Fifteen RCT articles were identified using the search strategy and inclusion criteria described above (Figure 1).^{18,30,31,33,34,36,39-47} They comprised a total of 2041 patients (1118 in intervention groups vs 923 in control groups). Nine of the RCTs involved only breast cancer patients with metastases (n = 1390). Three of the RCTs included patients with gastrointestinal cancer, cutaneous malignant melanoma, and colorectal cancer at different stages. The remaining trials had various cancer types and stages. Table 1 gives an overview of the designs and settings of included studies. These studies were conducted in only 5 countries; half of them were conducted in the United States. The interventions were diverse, consisting of education, support, skills training, and others.

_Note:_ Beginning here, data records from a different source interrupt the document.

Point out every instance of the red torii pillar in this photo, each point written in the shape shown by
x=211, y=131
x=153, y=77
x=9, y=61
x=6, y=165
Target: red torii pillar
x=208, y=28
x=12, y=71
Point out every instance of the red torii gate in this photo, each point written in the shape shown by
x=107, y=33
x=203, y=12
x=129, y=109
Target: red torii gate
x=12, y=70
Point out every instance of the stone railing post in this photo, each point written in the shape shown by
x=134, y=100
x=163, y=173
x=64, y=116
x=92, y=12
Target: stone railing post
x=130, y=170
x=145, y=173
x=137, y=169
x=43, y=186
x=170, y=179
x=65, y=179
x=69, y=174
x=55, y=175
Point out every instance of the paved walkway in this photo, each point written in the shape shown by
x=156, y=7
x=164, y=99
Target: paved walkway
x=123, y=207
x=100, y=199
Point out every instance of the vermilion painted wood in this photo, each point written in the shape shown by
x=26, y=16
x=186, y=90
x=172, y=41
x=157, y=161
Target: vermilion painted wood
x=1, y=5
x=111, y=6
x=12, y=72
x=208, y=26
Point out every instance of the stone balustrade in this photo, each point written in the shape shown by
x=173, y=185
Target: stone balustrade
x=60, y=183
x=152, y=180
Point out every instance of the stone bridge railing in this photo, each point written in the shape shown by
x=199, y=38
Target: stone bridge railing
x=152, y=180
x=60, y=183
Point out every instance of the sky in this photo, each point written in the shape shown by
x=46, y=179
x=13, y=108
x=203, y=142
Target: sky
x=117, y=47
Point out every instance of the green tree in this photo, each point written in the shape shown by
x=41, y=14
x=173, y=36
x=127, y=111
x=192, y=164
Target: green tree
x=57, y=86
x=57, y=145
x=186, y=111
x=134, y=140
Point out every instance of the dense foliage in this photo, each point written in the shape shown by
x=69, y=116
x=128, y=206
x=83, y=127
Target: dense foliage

Duration of the interventions ranged from a few weeks to more than 1 year, and estimated intervention doses ranged from 12 hours to more than 90 hours.

Figure 1.

Article retrieval and selection.

Table 1.

Profile of Randomized Controlled Trials Selected.

		No. of Patients		Intervention
Reference	Cancer Type	Intervention Group	Control Group	Type	Duration	Dose	Duration of Follow-Up	Power Test
Linn 1982⁴¹	Various cancer types, stage IV	62	58	Individual counseling when needed	Up to 1 year	Unclear dose	1 year	NS
Spiegel 1989⁴²	Metastatic breast cancer, stages I-IV	50	36	Weekly supportive group therapy	1 year	81 hours (1.5 h/wk)	10 years	P < .0001
Ilnyckyj 1994³⁴	Various cancer types, stages I-IV	61	31	Weekly supportive group sessions	6 months	12 hours (1 h/wk)	11 years	NS
Cunningham 1998⁴³	Metastatic breast cancer, unspecified stages	30	36	Weekly supportive and cognitive behavioral group therapy and intensive weekend coping skills training course	35 weeks	70 hours (2 h/wk)	5 years	NS
Edelman 1999⁴⁴	Metastatic breast cancer, stages I-IV	62	62	Weekly cognitive behavioral group therapy followed by monthly family night sessions	8 weeks plus 3 months	~18 hours	5 years	NS
McCorkle 2000⁴⁸	Various cancer types, stages I-IV	190	185	3 home visits and 5 telephone contracts provided by advanced practice nurses	4 weeks	~12 hours	4 years	P = .002
Goodwin 2001⁴⁹	Metastatic breast cancer, stages T1-4, TX	158	77	Weekly supportive group therapy with self-hypnosis and relaxation for pain using professional group leaders	>1 year	81 hours (1.5 h/wk)	6 years	NS
Fawzy 2003³³	Malignant melanoma, stage I	34	34	Weekly psychoeducational group therapy	6 weeks	9 hours (1.5 h/wk)	10 years	NS
Kissane 2004³⁶	Breast cancer, stages I and II	154	149	Weekly group therapy plus 3 relaxation classes	20 weeks	36 hours (1.5 h/wk)	5 years	NS
Kissane 2007⁴⁵	Metastatic breast cancer, stages I-IV	112	51	Weekly supportive expressive group therapy plus 3 classes of relaxation therapy	>1 year	87 hours (1.5 h/wk)	2 years	NS
Spiegel 2007¹⁸	Metastatic breast cancer, unspecified stages	62	56	Weekly therapy sessions	1 year	81 hours (1.5 h/wk)	14 years	NS
Kuchler 2007³¹	Gastro-intestinal cancer, unspecified stages	136	135	Psychotherapeutic support during the whole hospital stay	~1 month	~20 hours	10 years	P = .0006
Boesen 2007⁴⁶	Cutaneous malignant melanoma, stages T1-4, N1a-2a, M₀¹⁶	128	130	Weekly sessions of psychoeducation	6 weeks	12 hours (2 h/wk)	6 years	NS
Andersen 2008³⁰	Breast cancer, stages II and III	114	113	Psychological intervention provided in small cohorts	26 sessions in >1 year	39 hours (1.5 h/session)	11 years	P = .016
Ross 2009⁵⁰	Colorectal cancer, unspecified stages	125	124	A total of 10 visits by a project nurse or a project medical doctor	10 visits	~15 hours (1.5 h/visit)	6 years	NS

Abbreviation: NS, not significant.

Risk Ratios

The 1-, 2-, 4-, and 6-year survival rates were available in 12, 14, 13, and 9 trials, respectively. The total mean Mantel-Haenszel risk ratios ranged from 0.83 to 0.99, and 3 of these 4 effect sizes were statistically nonsignificant (Figure 2). The heterogeneity ranged from 27% to 70%, and all the nonsignificant effect sizes were accompanied by more than 50% of heterogeneity.

Figure 2.

Meta-analysis of all randomized controlled trials identified (sorted by estimated intervention dose).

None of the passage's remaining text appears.